Current issue	Challenges	Future prospects	References
Recovery of rare CTCs and low levels of ctDNA and exosomes	Recovery of a large amount of analytical samples from liquid biopsy	High-throughput assaying	[177,178]
RNA molecules labile nature	Ability to detect gene translocations and RNA expression data	Innovative high-throughput technologies such as multiplex digital PCR and expression arrays	[177,181]
Low sensitivity and specificity of ctDNA in early-stage disease	Identification of patients with early-stage disease	Advanced genomic approaches that have higher sensitivity to identify mutations in matched ctDNA and tumor tissue samples	[28,179]
Difficult interpretation of the clinical results based on the data obtained from CTCs and ctDNA	Identify the crucial alterations that identify metastatic or resistant tumor cell clones	Better knowledge of the dynamic biology of CTCs, exosomes, and ctDNA release	[28,181]
Variability of assay platform for the genomic characterization determines the difficult reproducibility of data	Validation and reproducibility of molecular and computational data	Standardization and analytical validation of the methods used for liquid biopsy	[180,181]
High cost of technologies and bioinformatics analysis necessary for liquid biopsy	Diffusion and implementation of liquid biopsy on a large scale as routine analysis	Introduction of low-cost biotechnology and computational software	[180,181]
Tumor heterogeneity with consequent increase in the data obtained	Reduction of mutational/expression data complexity	Implementation of databases, new computational algorithms, and innovative software to support interpretation of large amounts of data	[180,181]
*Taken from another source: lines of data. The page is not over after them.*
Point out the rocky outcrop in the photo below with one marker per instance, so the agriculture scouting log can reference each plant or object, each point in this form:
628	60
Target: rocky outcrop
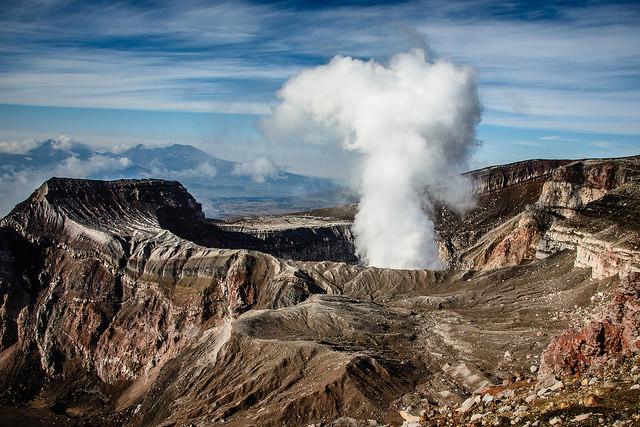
595	203
122	303
573	186
497	178
614	331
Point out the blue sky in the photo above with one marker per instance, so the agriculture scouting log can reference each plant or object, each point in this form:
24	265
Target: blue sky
556	79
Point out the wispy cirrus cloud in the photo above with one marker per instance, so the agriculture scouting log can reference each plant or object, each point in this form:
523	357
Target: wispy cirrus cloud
542	65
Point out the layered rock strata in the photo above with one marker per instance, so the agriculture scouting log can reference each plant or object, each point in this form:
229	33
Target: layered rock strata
121	303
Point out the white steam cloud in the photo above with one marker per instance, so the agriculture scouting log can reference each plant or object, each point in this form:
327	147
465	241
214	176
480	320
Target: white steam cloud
412	120
259	169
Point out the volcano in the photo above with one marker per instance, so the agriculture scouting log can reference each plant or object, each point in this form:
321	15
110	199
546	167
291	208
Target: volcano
121	303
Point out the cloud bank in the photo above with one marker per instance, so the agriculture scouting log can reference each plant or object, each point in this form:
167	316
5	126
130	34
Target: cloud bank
412	120
259	168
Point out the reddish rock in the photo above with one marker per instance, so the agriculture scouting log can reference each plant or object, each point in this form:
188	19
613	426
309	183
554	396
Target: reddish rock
616	332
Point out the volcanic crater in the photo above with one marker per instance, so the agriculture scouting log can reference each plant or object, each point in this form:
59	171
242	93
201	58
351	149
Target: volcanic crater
122	304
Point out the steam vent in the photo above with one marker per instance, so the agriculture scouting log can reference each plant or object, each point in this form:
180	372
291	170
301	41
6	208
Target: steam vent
122	304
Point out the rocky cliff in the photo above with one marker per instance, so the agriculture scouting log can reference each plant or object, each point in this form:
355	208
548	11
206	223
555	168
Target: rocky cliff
122	304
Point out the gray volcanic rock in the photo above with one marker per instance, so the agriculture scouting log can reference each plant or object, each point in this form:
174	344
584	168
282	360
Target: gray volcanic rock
121	303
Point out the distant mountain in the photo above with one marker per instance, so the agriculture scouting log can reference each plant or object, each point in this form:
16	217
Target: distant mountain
223	187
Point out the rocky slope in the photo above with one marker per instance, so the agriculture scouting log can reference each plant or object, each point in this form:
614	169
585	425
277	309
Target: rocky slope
121	303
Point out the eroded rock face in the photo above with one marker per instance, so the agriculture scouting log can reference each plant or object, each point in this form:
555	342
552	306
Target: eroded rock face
120	301
614	331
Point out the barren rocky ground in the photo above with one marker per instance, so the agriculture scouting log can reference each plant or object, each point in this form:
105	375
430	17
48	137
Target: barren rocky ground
123	304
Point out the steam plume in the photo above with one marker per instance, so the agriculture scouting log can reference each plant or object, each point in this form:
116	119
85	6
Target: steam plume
412	120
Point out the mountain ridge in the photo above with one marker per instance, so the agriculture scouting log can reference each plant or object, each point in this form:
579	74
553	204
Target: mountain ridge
164	324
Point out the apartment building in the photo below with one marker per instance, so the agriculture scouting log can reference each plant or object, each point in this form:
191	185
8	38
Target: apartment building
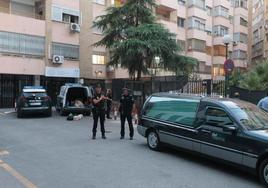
200	26
259	31
49	42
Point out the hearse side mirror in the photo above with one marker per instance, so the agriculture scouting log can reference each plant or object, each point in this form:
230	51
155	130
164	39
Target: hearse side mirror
230	128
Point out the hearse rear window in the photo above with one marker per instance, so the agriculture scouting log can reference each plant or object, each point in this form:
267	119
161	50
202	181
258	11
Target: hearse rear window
182	111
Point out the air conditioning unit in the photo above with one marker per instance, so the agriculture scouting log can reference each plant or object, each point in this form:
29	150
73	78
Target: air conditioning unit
75	27
57	59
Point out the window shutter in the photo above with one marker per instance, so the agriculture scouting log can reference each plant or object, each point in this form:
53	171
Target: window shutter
56	13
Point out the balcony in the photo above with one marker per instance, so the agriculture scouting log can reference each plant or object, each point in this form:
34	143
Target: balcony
30	8
171	26
166	13
23	25
197	34
201	56
167	3
197	12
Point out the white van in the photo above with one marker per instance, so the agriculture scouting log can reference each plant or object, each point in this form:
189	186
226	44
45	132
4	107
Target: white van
74	98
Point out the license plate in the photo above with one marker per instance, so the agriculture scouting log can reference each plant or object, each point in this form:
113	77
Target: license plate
35	104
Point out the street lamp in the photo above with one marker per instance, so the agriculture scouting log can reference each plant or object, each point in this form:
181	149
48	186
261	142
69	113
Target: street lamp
227	40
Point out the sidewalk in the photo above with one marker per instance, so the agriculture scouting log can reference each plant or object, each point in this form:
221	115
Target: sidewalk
7	180
7	110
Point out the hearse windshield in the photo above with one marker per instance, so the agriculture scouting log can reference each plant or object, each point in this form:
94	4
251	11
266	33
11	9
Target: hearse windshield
250	116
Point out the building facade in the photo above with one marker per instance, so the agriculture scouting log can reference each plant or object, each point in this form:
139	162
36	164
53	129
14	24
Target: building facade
259	29
50	42
200	26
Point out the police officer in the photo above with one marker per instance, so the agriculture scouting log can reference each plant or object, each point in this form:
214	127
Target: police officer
125	109
98	110
109	103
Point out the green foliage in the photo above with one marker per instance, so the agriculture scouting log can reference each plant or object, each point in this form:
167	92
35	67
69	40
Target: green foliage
182	65
235	78
135	39
256	78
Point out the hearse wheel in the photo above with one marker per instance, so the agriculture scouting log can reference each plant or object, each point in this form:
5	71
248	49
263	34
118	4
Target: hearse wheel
263	172
153	140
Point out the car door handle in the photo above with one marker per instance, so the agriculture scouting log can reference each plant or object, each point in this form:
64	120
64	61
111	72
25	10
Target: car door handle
205	131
CTC, circulating tumor cell; ctDNA, circulating tumor DNA; PCR, polymerase chain reaction.

Advances in technologies, particularly the introduction of NGS techniques, are contributing to increases in the appropriateness of liquid biopsy. However, large-scale and multicenter trials are also ongoing to confirm all the potentialities that are now being studied in order to fully define the exact settings and conditions for the application of liquid biopsy and confirm the comparison of performance with current solid biopsy methods. Data from liquid biopsy might then become novel blood-based tumor markers. Among ctDNA, CTCs, and EXOs, some remarkable differences can be identified (Table 8).[4,6,9,182] Even if charged with preanalytical variability, all of these techniques are capable of detecting cancer genomic abnormalities as point mutations, insertions and deletions, amplifications, translocations and copy number alterations, and epigenetic alterations. Given the short half life of free mRNA in circulation, RNA analysis, including miRNA and RNA expression, is preferable on CTCs and EXOs, while only CTCs allow analysis of cell morphology, as well as in vivo studies or functional ex vivo studies. At present, the information obtained from the study of EXOs, CTCs, and ctDNA highlights the complementarity of all information to best define tumor status and prognosis. Several simultaneous analytical approaches are also needed to evaluate minimal residual disease after surgery or chemotherapy.[6,139]

Table 8.

Comparison between the applications of ctDNA, CTCs, and exosomes.

Applications	ctDNA	CTCs	Exosomes
Photography of spatial and temporal tumor heterogeneity	No	Yes	No
Detection of point mutations, insertions and deletions, amplifications, translocations and copy number alterations	Yes	Yes	Yes
Epigenetic alterations (e.g. methylation)	Yes	Yes	Yes
Analysis of miRNA	No	Yes	Yes
Analysis of RNA expression and proteomics	No	Yes	Yes
Phenotypic analysis of cells, such as cell morphology or in vivo studies	No	Yes	No
Influence by preanalytical variability	Yes	Yes	Yes
Functional study ex vivo	No	Yes	No
Biobanking preservation	Yes	No	Yes

CTC, circulating tumor cell; ctDNA, circulating tumor DNA; PCR, polymerase chain reaction.

Finally, the preservation of biologic materials in biobanks is currently possible only for ctDNA and EXOs, and results from large-scale trials will shortly provide evidence-based elements for the application of liquid biopsy in clinical practice in the era of precision medicine in clinical oncology.